Steuererklärung 2003: Jetzt durchstarten
Für 2003 bekommen Arbeitnehmer schon wegen der hohen Entfernungspauschale meist Steuern zurück.
Für Arbeitnehmer reichen die Zeilen in der zweiseitigen Anlage N oft gar nicht aus. Weil so viel zusammenkommt, listen sie ihre Ausgaben deshalb auf Extrablättern auf.
Dieses Jahr geringere Pauschalen
Für das vergange Jahr gibt es noch die hohe Entfernungspauschale. Deshalb lohnt sich die Mühe besonders. Viele kommen allein durch ihren Weg zur Arbeit (einfache Strecke) über die Werbungskostenpauschale von 1 044 Euro.
So kann ein Arbeitnehmer bei 15 Kilometern Entfernung zur Arbeit für das Jahr 2003 noch pauschal 1 288 Euro abrechnen. In diesem Jahr darf er nur pauschal 1 035 Euro ansetzen, 253 Euro weniger (siehe Tabelle „Weg zur Arbeit“).
Jetzt viel mehr möglich
Kommen andere Ausgaben dazu wie für die doppelte Haushaltsführung, die Weiterbildung oder das Arbeitszimmer, steigt die Steuererstattung erheblich. Diese Kosten müssen die Finanzbeamten neuerdings viel öfter abhaken, weil die obersten Gerichte für Klarheit gesorgt haben.

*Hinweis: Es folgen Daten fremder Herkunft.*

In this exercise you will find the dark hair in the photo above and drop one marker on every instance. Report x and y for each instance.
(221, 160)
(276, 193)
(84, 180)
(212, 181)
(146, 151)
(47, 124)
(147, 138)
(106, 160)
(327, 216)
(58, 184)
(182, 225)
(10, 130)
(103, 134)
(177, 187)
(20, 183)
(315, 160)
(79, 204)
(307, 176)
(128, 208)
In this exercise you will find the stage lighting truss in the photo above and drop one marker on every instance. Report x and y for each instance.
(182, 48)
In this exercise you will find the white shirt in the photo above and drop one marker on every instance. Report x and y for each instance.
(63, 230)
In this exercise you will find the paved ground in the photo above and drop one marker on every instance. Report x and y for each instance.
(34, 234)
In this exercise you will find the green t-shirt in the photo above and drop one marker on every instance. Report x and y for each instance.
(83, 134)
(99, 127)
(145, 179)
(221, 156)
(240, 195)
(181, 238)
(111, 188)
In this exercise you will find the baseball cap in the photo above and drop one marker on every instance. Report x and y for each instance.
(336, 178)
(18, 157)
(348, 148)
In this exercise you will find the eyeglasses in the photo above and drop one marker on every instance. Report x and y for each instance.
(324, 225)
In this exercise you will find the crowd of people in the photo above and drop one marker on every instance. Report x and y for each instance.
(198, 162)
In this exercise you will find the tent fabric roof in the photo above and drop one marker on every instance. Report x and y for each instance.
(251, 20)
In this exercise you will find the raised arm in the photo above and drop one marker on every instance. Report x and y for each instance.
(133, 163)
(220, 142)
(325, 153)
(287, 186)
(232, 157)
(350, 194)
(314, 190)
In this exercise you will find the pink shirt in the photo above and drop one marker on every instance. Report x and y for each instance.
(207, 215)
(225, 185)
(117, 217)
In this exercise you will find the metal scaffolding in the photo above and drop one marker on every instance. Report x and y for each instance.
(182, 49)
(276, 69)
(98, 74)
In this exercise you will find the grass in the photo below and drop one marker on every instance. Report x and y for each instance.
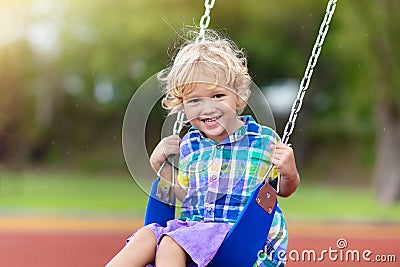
(118, 194)
(338, 203)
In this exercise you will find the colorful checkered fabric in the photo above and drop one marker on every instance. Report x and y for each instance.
(220, 177)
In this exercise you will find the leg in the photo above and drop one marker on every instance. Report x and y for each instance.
(139, 251)
(170, 254)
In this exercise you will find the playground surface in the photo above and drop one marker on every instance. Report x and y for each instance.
(91, 241)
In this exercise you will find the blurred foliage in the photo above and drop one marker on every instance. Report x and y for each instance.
(54, 55)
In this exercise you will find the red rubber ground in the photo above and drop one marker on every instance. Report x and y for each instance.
(89, 242)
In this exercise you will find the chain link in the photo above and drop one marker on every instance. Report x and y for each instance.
(305, 82)
(205, 20)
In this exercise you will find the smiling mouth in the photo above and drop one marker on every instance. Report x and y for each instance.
(210, 120)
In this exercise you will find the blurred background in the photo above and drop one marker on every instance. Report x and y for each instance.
(68, 69)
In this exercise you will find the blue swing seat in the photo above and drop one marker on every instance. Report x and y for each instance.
(247, 237)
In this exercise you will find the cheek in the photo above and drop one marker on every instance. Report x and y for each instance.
(190, 113)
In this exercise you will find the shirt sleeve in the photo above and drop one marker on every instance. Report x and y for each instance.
(183, 177)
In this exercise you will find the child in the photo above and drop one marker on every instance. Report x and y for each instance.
(222, 159)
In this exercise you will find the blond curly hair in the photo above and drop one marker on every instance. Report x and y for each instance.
(218, 59)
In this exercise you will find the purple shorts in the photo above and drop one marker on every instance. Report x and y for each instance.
(200, 240)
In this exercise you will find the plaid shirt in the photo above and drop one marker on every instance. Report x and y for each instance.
(220, 177)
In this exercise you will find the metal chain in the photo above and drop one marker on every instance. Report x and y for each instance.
(305, 82)
(205, 19)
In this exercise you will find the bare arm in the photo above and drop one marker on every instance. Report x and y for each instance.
(284, 160)
(167, 147)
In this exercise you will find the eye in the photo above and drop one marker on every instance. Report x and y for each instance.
(193, 101)
(218, 96)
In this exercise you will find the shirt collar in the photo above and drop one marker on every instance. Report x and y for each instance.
(250, 127)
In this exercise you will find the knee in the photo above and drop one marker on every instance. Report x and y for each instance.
(168, 246)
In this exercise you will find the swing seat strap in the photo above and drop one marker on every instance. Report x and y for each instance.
(247, 237)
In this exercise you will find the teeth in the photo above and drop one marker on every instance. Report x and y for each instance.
(210, 119)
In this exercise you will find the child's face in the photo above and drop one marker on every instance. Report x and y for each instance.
(212, 110)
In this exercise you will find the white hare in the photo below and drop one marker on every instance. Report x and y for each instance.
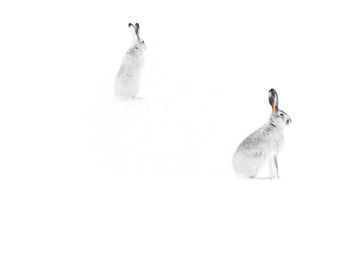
(263, 145)
(128, 78)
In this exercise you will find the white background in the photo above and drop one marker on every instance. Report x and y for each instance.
(87, 178)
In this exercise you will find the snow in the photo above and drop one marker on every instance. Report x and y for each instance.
(88, 178)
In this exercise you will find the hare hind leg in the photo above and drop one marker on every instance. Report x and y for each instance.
(274, 167)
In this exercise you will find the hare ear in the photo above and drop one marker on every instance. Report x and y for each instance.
(137, 28)
(273, 99)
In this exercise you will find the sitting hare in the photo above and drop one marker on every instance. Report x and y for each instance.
(263, 145)
(127, 80)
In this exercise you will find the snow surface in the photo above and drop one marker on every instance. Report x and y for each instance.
(88, 178)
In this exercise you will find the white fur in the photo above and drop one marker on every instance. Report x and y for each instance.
(261, 147)
(128, 78)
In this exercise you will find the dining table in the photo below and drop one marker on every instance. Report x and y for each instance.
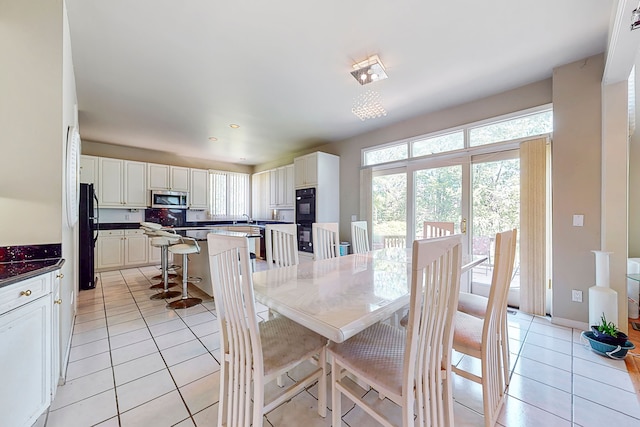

Freuen dürfen sich mobile Arbeitnehmer. Es gibt keine zeitliche Begrenzung mehr für Doppelkosten durch einen beruflich bedingten Zweithaushalt. Die Verfassungsrichter haben die bisherige Zweijahresfrist gekippt (Az. 2 BvR 400/98 und Az. 2 BvR 1735/00). Das ist nun im neuen Steueränderungsgesetz verankert.
Eine Steuererstattung springt sicher auch für Bildungseifrige heraus, weil der Bundesfinanzhof in Sachen Ausbildungen und Umschulungen seine Rechtsauffassung geändert hat. Zählten solche Bildungskosten im nicht ausgeübten Beruf früher als begrenzte Sonderausgaben (siehe „Im Mantelbogen neue Steuervorteile sichern“), sind diese jetzt meist Werbungskosten – ohne Begrenzung. Neben den Lehrgangsgebühren lassen sich etliche Kosten geltend machen. In unserem Beispiel sind es insgesamt sogar 8 980 Euro (siehe „Bildungskosten“).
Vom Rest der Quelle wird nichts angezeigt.